John hunches motionless
in the plastic chair all night.
Robert snores.
Maureen chants all night
N-E-E-R-U-A-M
I work it out eventually.
Nobody brings flowers.
We sit on Larry’s old bench
surrounded by fag ends
overlooking the cemetery
I tell Ellie my story
He offers to go get
his gun from the car
I find a friend and cling.
We watch fireworks break over the car park
from the laundry room.
I hold her hand.
It won’t last say the nurses, say the doctors
says the washing machine.
The custodians drift
in white-jacketed shoals
disappear into the Pink Room
through heavy doors head down
with coffee mugs and syringe.
Later they lead out
the quieted
with eyes milk-mild and sugary
startled by fluorescence
shuffling obediently towards
the trolley of stale digestives
and plastic cups of lukewarm tea.
You were so good, so good, so
The Eel (Recovery)
Beneath the ice
an eel slipped through the murk
mouth bigger than the world.
The man watched and shivered
in the face of what he’d become.
His mind could not respond.
His body had to be coerced
by something other
or be abandoned.
His legs, heavy and traitorous, began
to bisect dreamless streets.
He still looked down
caressing the blade
whispering in his pocket.
His eyes were eventually drawn
by scaffolding and cigarette packets.
By pipework: the earth opening up.
Railway sidings at dawn:
The tenacity of dandelions!
He failed at first to recognise
this emerging appetite.
You Didn’t Tell Me
You didn’t tell me there would be days when I could walk out
on a garden by a low stone wall and breeze from the Baltic.
You didn’t tell me there would be chaffinches in the oak
and gentle hill curving down to the reeds, lake and an empty boat.
You didn’t tell me there would be oars, that I could steer to middle water
overlooked by black and white storks in towering nests.
You didn’t tell me there would be time to pull in the oars,
let drift and swirl, that distant bells could sound like glockenspiels.
You didn’t tell me that shivery and jagged reflections of white trees
could settle themselves into distinct silver parallel lines.

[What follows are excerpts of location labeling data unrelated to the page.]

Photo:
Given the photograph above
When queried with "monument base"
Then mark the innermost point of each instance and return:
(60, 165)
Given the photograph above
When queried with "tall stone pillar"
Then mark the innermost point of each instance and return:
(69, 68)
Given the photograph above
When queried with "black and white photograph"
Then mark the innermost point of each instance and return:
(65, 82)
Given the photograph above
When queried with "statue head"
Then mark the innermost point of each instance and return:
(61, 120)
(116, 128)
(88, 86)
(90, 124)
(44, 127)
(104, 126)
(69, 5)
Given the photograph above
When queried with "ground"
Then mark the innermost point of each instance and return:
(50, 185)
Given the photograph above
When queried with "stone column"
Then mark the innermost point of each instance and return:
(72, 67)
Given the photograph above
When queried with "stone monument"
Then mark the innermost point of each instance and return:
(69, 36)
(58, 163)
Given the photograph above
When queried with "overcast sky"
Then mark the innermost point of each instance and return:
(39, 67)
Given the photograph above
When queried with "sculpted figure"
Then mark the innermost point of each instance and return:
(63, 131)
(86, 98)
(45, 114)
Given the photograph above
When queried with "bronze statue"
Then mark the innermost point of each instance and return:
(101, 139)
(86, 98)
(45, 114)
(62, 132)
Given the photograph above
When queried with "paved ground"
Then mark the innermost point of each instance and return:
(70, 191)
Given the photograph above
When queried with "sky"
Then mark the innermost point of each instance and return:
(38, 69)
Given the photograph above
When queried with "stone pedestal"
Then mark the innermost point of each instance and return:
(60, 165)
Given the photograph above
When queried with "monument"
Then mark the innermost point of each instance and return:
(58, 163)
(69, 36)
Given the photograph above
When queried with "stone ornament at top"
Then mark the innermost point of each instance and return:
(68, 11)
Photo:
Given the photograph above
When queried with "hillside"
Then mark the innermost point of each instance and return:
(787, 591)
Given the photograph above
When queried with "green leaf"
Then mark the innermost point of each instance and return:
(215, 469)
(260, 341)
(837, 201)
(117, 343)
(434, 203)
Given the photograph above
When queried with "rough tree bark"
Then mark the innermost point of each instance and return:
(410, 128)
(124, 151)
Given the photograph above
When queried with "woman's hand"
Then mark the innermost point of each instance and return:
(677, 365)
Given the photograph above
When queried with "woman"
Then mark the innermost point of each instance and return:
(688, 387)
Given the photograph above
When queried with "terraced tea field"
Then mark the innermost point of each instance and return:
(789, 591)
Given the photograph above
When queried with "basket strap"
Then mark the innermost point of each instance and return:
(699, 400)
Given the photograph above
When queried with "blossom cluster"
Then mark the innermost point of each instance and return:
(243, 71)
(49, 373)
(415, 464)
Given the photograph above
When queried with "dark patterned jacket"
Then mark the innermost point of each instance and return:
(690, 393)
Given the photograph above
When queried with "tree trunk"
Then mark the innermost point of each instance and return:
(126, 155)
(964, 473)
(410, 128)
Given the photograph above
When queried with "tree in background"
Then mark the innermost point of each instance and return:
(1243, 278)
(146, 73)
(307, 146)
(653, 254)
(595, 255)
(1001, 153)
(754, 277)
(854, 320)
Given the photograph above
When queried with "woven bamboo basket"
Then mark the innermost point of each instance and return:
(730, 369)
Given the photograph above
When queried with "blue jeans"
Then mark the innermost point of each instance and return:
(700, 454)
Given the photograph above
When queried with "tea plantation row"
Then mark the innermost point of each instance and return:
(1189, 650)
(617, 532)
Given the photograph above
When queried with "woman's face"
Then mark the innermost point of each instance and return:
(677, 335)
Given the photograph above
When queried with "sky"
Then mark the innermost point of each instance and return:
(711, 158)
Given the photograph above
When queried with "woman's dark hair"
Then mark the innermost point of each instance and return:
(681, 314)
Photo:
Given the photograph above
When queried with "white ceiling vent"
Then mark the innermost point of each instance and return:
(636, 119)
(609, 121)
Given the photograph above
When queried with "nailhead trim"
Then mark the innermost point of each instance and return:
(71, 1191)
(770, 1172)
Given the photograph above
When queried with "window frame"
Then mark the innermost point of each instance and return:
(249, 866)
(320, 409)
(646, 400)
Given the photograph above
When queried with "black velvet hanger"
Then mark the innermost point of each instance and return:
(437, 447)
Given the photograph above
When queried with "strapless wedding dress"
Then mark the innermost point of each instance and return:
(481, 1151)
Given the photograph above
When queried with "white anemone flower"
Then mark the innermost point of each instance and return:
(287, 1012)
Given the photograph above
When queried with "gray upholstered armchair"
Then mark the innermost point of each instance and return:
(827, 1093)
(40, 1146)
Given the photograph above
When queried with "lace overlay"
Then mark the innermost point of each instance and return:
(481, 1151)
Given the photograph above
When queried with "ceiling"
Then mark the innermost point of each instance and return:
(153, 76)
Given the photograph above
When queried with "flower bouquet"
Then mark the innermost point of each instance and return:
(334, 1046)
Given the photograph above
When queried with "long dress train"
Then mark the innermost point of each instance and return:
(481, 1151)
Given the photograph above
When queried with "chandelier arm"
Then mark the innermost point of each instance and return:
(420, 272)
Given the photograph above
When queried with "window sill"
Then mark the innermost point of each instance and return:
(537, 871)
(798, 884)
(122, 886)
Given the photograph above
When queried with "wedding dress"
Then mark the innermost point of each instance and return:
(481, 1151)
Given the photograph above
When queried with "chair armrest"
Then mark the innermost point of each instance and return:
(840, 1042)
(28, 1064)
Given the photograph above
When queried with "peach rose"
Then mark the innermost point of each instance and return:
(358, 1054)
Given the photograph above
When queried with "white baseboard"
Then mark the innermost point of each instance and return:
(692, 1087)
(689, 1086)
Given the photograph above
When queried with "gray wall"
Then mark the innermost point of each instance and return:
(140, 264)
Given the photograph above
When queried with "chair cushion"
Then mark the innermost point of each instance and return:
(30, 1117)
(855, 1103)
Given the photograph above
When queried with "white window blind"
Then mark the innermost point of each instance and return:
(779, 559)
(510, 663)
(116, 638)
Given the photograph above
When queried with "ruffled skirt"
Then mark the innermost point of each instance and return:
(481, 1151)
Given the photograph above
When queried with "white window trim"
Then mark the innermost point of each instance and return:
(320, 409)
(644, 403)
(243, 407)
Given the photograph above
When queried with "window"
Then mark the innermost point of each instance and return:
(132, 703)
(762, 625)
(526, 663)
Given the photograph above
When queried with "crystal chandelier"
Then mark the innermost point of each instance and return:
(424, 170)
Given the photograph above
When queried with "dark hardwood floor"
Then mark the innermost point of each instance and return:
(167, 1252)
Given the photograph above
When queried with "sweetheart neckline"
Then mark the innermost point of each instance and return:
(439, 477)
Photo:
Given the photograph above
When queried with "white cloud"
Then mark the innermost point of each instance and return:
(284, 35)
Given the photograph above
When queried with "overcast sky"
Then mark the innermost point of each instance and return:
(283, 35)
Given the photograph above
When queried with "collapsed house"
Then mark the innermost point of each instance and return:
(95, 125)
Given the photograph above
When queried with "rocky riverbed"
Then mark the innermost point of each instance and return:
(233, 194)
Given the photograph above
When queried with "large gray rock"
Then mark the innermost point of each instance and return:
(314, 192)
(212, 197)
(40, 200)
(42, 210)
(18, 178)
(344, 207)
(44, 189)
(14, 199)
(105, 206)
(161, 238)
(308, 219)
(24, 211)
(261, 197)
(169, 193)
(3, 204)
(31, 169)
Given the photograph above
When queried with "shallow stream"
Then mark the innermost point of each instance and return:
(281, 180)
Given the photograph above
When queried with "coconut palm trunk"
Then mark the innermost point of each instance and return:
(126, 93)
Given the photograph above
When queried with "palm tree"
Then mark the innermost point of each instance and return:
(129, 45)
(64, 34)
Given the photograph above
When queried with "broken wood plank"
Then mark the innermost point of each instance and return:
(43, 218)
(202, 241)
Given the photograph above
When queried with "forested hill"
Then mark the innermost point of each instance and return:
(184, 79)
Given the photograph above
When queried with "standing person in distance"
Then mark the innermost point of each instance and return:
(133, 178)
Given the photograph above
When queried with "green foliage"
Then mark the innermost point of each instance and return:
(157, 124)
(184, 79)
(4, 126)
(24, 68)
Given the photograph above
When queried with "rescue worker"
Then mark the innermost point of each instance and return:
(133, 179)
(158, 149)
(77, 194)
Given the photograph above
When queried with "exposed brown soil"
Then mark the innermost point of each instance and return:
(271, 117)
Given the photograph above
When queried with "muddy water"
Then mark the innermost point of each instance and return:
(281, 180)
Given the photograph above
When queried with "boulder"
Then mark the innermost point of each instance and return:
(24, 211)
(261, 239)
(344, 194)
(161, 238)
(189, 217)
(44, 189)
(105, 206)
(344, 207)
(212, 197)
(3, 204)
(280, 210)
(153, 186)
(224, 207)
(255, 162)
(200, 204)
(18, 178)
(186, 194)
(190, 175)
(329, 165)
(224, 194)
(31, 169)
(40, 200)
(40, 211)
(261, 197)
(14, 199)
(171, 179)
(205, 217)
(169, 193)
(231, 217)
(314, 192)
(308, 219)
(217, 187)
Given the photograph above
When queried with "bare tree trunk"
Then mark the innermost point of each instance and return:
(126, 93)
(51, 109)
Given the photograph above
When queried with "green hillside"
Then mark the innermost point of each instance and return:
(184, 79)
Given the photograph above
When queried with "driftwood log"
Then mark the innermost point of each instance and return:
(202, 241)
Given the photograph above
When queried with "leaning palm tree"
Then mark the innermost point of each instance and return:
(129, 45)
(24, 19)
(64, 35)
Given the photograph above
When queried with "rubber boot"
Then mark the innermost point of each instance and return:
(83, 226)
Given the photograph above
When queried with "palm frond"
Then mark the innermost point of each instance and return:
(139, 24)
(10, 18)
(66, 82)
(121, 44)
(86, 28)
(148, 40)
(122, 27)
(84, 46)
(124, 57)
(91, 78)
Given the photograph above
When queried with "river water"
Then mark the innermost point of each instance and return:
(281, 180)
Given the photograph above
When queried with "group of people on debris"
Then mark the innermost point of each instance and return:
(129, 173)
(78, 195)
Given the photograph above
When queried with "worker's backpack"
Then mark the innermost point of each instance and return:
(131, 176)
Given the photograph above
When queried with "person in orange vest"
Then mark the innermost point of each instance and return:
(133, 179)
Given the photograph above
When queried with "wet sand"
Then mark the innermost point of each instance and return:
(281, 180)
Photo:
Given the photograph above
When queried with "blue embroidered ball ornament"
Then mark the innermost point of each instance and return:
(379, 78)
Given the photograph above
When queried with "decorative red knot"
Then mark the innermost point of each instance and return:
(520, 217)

You didn’t tell me that I could return at any time to the jetty,
or that when I stood, a turquoise dragonfly could land on my arm.
The World Is Full of Toilets To Cry In
Old smelly ones of course, uninspected, with cracked floor tiles, damp inglorious seats and broken locks, where one tap gushes forever hot and the dryer doesn’t work, even if you bang it several times. And where you’re not so poorly as to fail to notice the plethora of metaphors.
I can feel more at home in posh ones, conference centres, government agencies and four star hotels (you can sometimes sneak in if you’re desperate) where Mozart streams in from unidentifiable wall speakers and the soap and incense sticks, in your justifiable fury, are easily nicked.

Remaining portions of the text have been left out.